Mural artillery designed to take down a wall. Triakontamnaioi Lithoboloi form a battery of medium-sized Thirthy-minai Stone Projectors, immobile and slightly expensive, but they give you the ability to break down a section of the enemy wall with greater expedience.
Mural artillery designed to take down a smaller/weaker wall. Triakontamnaioi Lithoboloi form a battery of medium-sized Stone Projectors, immobile after being set up and slightly expensive. But they give you the ability to break down a section of the enemy wall with greater leisure - without losing a drop of blood.

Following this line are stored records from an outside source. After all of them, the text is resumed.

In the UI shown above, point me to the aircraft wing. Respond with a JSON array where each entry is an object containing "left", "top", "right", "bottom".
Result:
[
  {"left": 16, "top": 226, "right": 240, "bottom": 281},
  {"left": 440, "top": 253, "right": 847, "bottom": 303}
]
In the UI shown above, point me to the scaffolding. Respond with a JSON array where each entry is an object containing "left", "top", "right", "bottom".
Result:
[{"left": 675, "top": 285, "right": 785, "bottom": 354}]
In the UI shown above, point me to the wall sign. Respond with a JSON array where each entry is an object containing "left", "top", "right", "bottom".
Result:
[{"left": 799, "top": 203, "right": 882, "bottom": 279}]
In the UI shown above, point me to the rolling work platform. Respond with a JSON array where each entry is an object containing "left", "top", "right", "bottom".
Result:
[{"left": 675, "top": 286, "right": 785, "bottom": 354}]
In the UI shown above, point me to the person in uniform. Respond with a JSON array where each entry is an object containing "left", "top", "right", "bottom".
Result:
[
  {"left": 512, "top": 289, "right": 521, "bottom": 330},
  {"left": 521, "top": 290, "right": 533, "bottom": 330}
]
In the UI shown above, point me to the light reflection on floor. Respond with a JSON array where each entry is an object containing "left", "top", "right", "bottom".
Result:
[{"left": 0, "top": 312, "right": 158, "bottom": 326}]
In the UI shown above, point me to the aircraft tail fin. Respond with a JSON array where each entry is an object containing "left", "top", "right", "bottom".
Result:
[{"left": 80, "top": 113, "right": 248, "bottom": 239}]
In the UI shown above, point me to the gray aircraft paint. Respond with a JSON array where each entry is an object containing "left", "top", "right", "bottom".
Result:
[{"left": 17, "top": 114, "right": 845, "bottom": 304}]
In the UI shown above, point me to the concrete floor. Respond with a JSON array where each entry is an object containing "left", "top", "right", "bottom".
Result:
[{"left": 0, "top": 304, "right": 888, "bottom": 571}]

The Stone Projectors, like any artillery, is a Greek invention dating to the time of Tyrannos Dionysios of Syrakousai (more about this in the unit description of the Katapeltai). After the spectacular premiere of the flexion-based "Gastraphete" (Bellybow) at Motya, the concept of the "Katapeltikon" had come to stay. The father of Megas Alexandros, Phillipos of Makedonia, may have been the first to foment the invention of the torsion-based Katapeltai - replacing the older flexion-design. Torsion was first used to power Arrow Projectors, but the tremendous potential could not be ignored for long, and eventually large stone throwing machines were made. The Greeks found what they thought was the perfect formula and ratio between the diameter of the torsion-washer and its height, distance between the two - though they didn't yet know that the Romans would push this envelope in the time of Vitruvius around 70 BC. The Greeks came to this correct aspect-ratio using trial and error. Romans had the leisure of simply building upon something the Greeks had worked hard on. The largest stone projector ever devised was the Three-talent Stone Projectors used in the gigantic 45 meter tall "Helepolis" siegetower built by Epimachos the Athenian on the order of Demetrios "Poliorketes" (the Besieger) and used at the siege of Rhodos in 305 BC. Each of these "Tritalantoi Lithoboloi" fired massive stones weighing 80 kilograms each. There were three of these Stone Projectors in the first floor - there were smaller ones for each story the higher you went. At the top, there was only arrow artillery to provide covering fire. Athenaios remarked that the tower could withstand blows from a Three-talent Stone Projector. The point of the comment surely is that it was the heaviest blow Athenaios could imagine, although the rather more technically-minded Philon held the opinion that the One-talent machine was far more to be feared, in due part to the fact that it was cheaper and easier to maintain, harder to wear out, and more importantly that it had a higher rate of fire and a different trajectory.